He did it. Eight finals. Eight golds. Eight records, seven of them new world standards, and the other a fresh Olympic mark. By earning another gold medal yesterday, in the 4x100 medley relay, Michael Phelps did not so much rewrite the record books as start a new one. If he were a nation of one, he'd be looking at a top-10 finish in the medals table.

Mark Spitz's 36-year-old record of winning seven golds in one Games is gone. Phelps earned a $1m (£536,000) bonus from Speedo merely for equalling it on Saturday. He is now the most decorated Olympian by a margin of five clear golds, leading 14-9 in career tallies over his closest four rivals, Spitz, Carl Lewis, the Finnish runner Paavo Nurmi and the Soviet gymnast Larysa Latynina.

Phelps has two bronzes too, from 2004 – when he won a pitiful six golds – and his total of 16 Olympic medals is now more than any other man ever. This weekend he overtook the Soviet gymnast Nikolai Andrianov's previous record of 15 (seven gold, five silver, three bronze). Only Latynina, with 18 medals (nine gold, five silver, four bronze) has more medals regardless of colour.

"Everything was accomplished that I set out to do," said the 23-year-old after he and his team-mates Aaron Peirsol, Brendan Hansen and Jason Lezak had claimed the relay gold in a world record 3min 29.34sec. "It's hard to believe. All wins, all records. It was a dream that I've always lived for."

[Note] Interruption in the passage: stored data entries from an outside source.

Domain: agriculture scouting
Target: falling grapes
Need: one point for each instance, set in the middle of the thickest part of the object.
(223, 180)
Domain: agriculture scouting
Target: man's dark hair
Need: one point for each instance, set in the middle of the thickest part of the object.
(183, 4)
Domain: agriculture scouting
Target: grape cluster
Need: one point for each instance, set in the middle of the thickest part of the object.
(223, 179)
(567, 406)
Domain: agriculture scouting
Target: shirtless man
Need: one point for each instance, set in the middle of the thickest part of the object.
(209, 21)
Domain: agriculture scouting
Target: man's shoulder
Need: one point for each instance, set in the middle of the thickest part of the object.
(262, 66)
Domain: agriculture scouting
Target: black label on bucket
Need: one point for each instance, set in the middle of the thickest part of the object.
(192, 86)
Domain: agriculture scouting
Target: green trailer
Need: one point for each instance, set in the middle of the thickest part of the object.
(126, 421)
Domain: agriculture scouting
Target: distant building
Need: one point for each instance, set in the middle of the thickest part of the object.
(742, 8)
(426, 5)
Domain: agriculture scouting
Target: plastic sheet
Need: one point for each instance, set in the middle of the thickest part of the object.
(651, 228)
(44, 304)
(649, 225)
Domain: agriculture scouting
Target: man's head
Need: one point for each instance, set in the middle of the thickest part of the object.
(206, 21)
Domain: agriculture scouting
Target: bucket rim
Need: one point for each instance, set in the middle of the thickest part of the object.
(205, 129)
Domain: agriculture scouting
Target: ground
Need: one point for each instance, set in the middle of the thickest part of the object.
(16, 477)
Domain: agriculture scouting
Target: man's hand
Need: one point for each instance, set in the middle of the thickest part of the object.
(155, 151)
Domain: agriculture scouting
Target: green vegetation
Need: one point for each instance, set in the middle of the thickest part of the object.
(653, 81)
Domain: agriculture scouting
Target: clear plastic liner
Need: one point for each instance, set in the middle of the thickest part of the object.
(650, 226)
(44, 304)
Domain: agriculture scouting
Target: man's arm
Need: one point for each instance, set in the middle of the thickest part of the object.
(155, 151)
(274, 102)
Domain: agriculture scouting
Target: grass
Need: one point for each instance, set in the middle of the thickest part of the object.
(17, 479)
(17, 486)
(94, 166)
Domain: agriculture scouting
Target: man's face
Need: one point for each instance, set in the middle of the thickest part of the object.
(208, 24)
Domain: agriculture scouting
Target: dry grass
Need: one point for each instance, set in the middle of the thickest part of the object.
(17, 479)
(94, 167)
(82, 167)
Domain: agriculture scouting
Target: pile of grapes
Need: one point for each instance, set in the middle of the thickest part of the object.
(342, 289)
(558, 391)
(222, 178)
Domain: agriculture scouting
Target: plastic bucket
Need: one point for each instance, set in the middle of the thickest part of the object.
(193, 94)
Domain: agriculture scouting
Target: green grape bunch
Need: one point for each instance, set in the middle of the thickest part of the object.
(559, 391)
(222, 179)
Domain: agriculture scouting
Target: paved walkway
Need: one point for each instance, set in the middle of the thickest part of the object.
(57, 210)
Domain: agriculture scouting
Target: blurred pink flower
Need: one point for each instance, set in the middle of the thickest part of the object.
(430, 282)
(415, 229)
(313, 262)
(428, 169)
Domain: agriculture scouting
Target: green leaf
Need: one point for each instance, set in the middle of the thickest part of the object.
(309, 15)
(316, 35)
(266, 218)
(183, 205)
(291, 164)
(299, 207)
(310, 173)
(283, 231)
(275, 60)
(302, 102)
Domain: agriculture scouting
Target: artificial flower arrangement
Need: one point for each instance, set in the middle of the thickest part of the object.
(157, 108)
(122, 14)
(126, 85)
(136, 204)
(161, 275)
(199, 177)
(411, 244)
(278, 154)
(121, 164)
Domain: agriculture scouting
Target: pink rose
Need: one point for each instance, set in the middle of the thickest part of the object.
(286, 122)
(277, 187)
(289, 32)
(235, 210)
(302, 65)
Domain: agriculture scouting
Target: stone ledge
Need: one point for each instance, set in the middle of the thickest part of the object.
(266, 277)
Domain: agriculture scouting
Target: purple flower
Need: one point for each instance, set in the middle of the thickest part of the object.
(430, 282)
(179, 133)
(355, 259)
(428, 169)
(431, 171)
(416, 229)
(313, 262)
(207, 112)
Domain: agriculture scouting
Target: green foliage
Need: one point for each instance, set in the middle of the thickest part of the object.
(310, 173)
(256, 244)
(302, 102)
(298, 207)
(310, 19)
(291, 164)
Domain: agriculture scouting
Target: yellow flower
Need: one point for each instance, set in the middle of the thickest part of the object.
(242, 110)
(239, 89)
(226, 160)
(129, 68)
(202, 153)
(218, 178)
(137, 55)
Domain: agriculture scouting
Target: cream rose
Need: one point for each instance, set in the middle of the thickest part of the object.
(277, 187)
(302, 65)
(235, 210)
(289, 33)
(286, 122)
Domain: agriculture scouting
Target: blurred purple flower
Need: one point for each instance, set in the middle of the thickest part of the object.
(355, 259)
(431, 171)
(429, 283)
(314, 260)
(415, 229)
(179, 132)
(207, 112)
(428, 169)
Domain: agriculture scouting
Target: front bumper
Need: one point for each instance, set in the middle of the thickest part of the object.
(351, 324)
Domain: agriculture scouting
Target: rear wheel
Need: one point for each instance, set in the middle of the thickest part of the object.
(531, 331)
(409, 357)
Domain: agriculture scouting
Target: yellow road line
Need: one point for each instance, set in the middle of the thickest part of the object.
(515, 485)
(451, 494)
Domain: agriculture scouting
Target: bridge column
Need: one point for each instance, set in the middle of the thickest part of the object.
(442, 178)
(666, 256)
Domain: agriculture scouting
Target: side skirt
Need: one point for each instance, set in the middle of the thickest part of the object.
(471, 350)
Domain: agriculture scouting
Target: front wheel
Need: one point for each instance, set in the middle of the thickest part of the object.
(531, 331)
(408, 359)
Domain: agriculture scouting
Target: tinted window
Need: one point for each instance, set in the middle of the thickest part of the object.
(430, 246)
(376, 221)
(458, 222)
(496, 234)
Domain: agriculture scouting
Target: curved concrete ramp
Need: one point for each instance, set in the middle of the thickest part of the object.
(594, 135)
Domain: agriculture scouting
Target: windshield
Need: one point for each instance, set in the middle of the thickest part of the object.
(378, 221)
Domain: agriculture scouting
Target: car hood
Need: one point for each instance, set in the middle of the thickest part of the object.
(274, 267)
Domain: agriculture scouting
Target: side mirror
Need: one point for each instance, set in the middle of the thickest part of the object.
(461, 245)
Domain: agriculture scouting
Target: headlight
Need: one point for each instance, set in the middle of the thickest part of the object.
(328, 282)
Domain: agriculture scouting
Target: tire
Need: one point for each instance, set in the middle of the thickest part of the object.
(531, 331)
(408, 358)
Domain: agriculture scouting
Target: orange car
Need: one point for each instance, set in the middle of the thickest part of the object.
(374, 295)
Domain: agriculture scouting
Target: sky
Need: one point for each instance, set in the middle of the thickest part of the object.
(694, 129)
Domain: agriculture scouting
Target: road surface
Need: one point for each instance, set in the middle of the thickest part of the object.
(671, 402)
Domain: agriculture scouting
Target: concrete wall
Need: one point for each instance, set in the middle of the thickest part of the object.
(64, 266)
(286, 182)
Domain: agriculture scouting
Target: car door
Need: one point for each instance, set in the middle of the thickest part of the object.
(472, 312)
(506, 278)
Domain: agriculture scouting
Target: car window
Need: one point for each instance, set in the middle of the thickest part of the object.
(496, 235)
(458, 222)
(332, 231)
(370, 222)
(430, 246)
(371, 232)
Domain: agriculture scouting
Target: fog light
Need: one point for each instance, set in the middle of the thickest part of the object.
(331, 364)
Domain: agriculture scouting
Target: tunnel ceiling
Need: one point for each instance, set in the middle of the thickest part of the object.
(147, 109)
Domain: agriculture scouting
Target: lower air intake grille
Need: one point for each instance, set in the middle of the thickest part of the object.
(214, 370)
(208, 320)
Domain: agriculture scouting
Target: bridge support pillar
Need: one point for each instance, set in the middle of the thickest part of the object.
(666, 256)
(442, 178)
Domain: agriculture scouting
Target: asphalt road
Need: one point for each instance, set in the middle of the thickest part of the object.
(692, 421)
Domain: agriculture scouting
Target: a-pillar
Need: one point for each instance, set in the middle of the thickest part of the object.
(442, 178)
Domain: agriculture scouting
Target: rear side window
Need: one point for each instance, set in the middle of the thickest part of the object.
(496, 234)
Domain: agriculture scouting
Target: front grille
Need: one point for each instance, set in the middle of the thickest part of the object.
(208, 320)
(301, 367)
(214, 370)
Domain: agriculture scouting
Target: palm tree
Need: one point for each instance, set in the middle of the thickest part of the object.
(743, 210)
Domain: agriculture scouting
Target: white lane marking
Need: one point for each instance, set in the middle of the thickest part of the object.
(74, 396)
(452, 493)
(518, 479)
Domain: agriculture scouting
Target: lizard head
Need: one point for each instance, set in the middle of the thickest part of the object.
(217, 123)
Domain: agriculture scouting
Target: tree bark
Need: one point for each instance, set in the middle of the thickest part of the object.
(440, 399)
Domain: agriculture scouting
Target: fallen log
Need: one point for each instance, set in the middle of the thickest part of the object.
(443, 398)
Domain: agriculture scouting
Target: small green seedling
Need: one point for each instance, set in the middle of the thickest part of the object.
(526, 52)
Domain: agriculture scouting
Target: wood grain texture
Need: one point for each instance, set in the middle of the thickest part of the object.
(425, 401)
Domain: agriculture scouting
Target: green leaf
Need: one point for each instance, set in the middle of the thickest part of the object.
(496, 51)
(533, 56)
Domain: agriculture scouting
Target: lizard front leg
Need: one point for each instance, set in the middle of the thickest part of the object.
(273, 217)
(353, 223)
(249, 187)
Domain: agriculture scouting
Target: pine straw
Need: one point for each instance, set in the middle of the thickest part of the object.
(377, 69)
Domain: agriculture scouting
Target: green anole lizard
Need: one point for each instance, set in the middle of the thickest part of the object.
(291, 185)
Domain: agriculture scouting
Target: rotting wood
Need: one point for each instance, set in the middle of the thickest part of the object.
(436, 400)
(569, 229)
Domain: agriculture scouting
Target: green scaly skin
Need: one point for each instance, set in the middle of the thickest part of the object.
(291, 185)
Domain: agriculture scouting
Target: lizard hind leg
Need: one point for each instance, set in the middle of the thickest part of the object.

His immediate plans involved giving his mother Debbie, ever present in the stands, a big hug. And at some point soon, when the frenzy surrounding his astonishing achievements has abated, he wants a quiet lie down. "One of the things I really want to do is just lay in my own bed for five minutes and just relax," he said.

His other seven golds here were won in the 400m individual medley, the 4x100m freestyle relay, the 200m freestyle, the 200m butterfly, the 4x200m freestyle relay, the 200m individual medley and the 100m butterfly. The last of those was the only final not swum in a world record time. He settled for an Olympic record, and a winning margin over Serbia's Milorad Cavic of 4.7mm, or less than 0.01 seconds, on the touch.

Phelps recalled yesterday that at middle school, when he was around 12 years old, his English teacher told him he would never be successful. "I feel pretty successful right now," he said.

"The biggest thing is nothing is impossible," he added. "With so many people saying it [eight golds] couldn't be done, all it takes is an imagination. That's something I learned, something that helped me. Afterwards my mum just said congratulations [from the stands]. And then she started crying, and I started crying ... I don't know what to feel, so many emotions, so much excitement."

Excitement indeed, to the power of eight.

Phelps will now rest, then begin "a fun four years" of trying new events for London 2012.